Le groupe Givaudan – qui, sur neuf mois, affiche déjà un chiffre d'affaires de 2,2 milliards de francs, en progression de 5,5% – vient en effet d'opérer une gigantesque acquisition, en avalant, pour 2,8 milliards de francs, l'un de ses principaux concurrents, Quest International. Sis en Hollande et filiale du Britannique Imperial Chemical Industries, Quest occupe quelque 3400 collaborateurs pour des ventes 2005 de 1,3 milliard de francs.

«Une fois ce rival racheté, Givaudan pèsera 4 milliards de francs de chiffre d'affaires, affirme son directeur général, le Français Gilles Andrier.
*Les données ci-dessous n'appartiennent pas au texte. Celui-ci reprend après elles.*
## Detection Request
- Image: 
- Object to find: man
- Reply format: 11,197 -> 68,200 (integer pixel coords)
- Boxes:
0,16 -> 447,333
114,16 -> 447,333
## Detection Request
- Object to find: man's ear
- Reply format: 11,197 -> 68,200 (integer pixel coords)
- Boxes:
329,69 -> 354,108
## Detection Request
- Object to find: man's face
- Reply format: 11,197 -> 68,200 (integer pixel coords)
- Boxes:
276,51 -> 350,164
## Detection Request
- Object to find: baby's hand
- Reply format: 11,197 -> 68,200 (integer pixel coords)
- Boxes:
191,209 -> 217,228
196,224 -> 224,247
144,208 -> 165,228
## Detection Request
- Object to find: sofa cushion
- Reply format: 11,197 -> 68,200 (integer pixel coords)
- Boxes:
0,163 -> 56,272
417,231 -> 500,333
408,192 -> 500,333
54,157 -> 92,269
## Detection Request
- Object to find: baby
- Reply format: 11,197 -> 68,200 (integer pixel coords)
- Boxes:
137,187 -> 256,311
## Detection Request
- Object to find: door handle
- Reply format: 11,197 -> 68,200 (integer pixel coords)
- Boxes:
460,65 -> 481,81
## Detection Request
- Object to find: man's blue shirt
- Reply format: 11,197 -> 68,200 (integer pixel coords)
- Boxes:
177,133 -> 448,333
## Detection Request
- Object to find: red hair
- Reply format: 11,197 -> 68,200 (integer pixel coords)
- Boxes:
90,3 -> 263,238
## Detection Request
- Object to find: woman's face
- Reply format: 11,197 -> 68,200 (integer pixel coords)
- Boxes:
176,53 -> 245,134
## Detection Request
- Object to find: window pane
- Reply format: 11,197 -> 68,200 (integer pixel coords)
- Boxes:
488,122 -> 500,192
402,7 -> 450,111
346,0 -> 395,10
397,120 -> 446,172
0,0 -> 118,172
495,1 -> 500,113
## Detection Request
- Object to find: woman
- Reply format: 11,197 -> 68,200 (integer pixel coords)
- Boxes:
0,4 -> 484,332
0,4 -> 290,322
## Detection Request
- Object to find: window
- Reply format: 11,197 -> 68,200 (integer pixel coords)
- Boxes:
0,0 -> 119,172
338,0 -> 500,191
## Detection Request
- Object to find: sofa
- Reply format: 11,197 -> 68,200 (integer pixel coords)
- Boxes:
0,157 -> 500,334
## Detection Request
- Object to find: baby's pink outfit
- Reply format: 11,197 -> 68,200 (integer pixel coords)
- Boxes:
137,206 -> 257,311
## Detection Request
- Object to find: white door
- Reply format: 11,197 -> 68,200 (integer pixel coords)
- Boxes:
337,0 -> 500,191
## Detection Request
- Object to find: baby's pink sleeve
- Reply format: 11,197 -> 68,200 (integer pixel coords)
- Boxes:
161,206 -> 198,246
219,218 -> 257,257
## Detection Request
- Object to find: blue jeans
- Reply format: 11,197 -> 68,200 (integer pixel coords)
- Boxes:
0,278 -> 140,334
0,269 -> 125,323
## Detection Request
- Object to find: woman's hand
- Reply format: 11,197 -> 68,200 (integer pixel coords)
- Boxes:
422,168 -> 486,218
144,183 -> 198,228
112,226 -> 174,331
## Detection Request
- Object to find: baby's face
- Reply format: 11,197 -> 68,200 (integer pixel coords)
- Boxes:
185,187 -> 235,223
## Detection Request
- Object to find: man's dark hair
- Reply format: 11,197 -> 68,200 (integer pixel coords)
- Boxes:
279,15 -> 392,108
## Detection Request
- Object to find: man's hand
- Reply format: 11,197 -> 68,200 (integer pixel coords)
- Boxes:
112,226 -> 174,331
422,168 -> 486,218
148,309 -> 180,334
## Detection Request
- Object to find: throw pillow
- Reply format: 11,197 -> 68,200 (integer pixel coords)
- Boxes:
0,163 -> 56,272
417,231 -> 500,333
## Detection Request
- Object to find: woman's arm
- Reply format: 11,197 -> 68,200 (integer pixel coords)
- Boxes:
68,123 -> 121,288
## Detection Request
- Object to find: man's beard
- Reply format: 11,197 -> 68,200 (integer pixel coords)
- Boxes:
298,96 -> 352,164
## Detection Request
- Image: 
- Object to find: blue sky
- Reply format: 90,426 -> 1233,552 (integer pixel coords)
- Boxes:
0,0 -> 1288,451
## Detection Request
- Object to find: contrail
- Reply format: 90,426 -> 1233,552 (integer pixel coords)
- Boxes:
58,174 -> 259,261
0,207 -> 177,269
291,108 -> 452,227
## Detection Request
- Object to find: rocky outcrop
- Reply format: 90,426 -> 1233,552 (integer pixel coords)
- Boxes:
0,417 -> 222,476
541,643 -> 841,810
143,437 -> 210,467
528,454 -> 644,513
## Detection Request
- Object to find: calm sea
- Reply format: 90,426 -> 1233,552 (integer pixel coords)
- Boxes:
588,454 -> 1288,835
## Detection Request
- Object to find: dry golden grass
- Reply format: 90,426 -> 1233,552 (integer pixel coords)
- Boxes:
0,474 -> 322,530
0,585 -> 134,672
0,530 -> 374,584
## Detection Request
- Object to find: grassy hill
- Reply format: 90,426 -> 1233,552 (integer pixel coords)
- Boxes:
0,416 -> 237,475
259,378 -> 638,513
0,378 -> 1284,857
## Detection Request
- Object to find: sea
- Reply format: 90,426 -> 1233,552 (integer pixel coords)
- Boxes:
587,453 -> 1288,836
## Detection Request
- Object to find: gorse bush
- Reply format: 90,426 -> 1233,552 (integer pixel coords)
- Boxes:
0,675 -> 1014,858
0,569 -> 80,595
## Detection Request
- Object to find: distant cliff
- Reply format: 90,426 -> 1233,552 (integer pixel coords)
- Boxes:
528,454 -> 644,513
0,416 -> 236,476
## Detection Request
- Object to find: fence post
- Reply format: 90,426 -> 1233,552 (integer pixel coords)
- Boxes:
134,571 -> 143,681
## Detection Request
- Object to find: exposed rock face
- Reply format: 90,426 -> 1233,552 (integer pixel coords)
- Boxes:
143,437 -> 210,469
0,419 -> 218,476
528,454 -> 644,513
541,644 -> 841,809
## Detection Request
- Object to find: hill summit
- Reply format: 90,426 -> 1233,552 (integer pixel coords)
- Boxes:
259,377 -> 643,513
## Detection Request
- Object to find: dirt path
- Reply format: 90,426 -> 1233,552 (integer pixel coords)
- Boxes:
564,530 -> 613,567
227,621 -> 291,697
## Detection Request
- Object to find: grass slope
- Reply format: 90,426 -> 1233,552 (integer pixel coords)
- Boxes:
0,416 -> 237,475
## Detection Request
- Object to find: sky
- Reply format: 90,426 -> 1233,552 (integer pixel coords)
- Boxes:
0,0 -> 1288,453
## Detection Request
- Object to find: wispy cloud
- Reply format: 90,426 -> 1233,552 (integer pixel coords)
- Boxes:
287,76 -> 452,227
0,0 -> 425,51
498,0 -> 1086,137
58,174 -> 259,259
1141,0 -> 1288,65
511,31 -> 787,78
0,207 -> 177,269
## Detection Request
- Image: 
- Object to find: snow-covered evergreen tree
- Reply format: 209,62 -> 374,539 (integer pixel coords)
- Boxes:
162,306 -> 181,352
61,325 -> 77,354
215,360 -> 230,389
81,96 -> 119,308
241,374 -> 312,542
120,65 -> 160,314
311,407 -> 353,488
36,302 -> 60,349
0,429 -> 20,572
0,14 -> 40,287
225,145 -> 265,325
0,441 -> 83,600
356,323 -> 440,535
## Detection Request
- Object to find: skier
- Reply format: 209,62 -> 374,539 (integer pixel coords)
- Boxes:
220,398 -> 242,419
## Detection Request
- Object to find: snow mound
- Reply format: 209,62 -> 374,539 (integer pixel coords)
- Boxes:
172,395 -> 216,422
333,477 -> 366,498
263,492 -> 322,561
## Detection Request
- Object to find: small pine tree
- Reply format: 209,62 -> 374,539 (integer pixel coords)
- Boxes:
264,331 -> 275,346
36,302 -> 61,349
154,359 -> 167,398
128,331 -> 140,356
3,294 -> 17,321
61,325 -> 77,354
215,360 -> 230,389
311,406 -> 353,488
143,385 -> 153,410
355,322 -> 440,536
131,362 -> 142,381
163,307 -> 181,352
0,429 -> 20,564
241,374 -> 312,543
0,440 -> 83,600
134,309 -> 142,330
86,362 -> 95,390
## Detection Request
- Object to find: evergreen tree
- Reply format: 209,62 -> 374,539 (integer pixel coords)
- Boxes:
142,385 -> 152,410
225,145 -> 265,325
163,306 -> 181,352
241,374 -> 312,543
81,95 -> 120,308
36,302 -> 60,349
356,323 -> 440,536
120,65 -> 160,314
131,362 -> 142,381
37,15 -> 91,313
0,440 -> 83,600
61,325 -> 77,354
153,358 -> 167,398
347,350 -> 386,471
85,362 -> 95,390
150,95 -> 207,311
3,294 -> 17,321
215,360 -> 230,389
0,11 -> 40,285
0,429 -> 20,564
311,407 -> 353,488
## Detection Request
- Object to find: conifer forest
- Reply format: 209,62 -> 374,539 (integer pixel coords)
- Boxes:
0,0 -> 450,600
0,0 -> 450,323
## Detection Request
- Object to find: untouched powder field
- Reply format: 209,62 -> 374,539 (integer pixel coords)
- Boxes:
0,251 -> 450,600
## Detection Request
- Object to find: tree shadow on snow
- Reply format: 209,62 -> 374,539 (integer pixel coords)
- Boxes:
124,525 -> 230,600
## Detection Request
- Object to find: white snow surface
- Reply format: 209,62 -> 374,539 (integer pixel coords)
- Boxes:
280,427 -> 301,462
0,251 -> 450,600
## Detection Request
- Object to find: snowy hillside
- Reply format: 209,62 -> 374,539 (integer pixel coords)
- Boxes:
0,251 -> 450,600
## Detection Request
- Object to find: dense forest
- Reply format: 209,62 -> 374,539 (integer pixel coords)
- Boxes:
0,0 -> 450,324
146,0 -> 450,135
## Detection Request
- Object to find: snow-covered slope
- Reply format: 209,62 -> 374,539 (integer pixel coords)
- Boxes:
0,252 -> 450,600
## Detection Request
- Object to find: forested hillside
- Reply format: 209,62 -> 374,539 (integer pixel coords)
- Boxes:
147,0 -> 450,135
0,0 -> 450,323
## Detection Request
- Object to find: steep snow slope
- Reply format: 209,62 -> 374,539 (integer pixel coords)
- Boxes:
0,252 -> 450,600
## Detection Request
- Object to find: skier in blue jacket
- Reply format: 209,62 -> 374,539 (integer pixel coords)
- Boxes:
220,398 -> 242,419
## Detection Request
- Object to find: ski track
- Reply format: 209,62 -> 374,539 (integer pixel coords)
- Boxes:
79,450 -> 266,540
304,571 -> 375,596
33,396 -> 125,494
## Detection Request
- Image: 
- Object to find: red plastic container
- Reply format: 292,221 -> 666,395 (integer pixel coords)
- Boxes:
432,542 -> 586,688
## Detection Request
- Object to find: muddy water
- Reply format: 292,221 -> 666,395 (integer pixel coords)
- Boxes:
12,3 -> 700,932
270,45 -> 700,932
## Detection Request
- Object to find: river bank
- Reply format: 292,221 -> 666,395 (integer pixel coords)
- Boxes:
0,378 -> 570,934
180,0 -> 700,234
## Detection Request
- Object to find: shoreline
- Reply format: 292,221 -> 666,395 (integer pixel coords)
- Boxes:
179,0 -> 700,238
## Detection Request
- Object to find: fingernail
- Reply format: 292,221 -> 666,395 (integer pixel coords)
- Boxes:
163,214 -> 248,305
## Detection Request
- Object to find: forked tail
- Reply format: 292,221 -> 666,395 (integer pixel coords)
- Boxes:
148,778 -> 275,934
Et sa taille en fera le leader absolu tant dans les arômes que dans les parfums», et sur un marché mondial estimé entre 16 et 17,5 milliards de francs. Depuis que Roche a décidé. en 2000, de se séparer de sa filiale genevoise, Givaudan a connu une croissance hors du commun. Les milieux financiers le surnomment d'ailleurs «le gorille dans la jungle» ou, moins prosaïquement, le tsar des parfums. Et pour cause. Givaudan n'avait, pour l'heure, plus qu'un challenger de poids, l'Américain International Flavors Flagrance (IFF), qui pèse actuellement 2,5 milliards de francs en chiffre d'affaires, immédiatement suivi par l'autre Genevois de renom, le groupe Firmenich (2,3 milliards de chiffre d'affaires).

150 millions d'économies

Avec cette acquisition – que Givaudan compte financer par un emprunt bancaire auprès de Citigroup (1,8 milliard) et par une augmentation de capital (1 milliard de francs) – la firme genevoise compte non seulement renforcer son positionnement, mais également réaliser pour 150 millions d'économies d'échelle dans un marché du parfum et des arômes où les pressions sur les prix sont violentes. Grâce à une stratégie extrêmement bien ciblée sur les produits à haute valeur ajoutée, le groupe genevois est ainsi parvenu à asseoir sa position de leader, aussi bien en matière de revenus que de savoir-faire. Un concurrent allemand, numéro quatre de la branche – Symrise – a bien tenté le 18 novembre dernier de damer le pion à Givaudan par la plus importante entrée en Bourse outre-Rhin. Mais, même réussie, cette dernière n'est en rien parvenue à menacer tant Givaudan que Firmenich.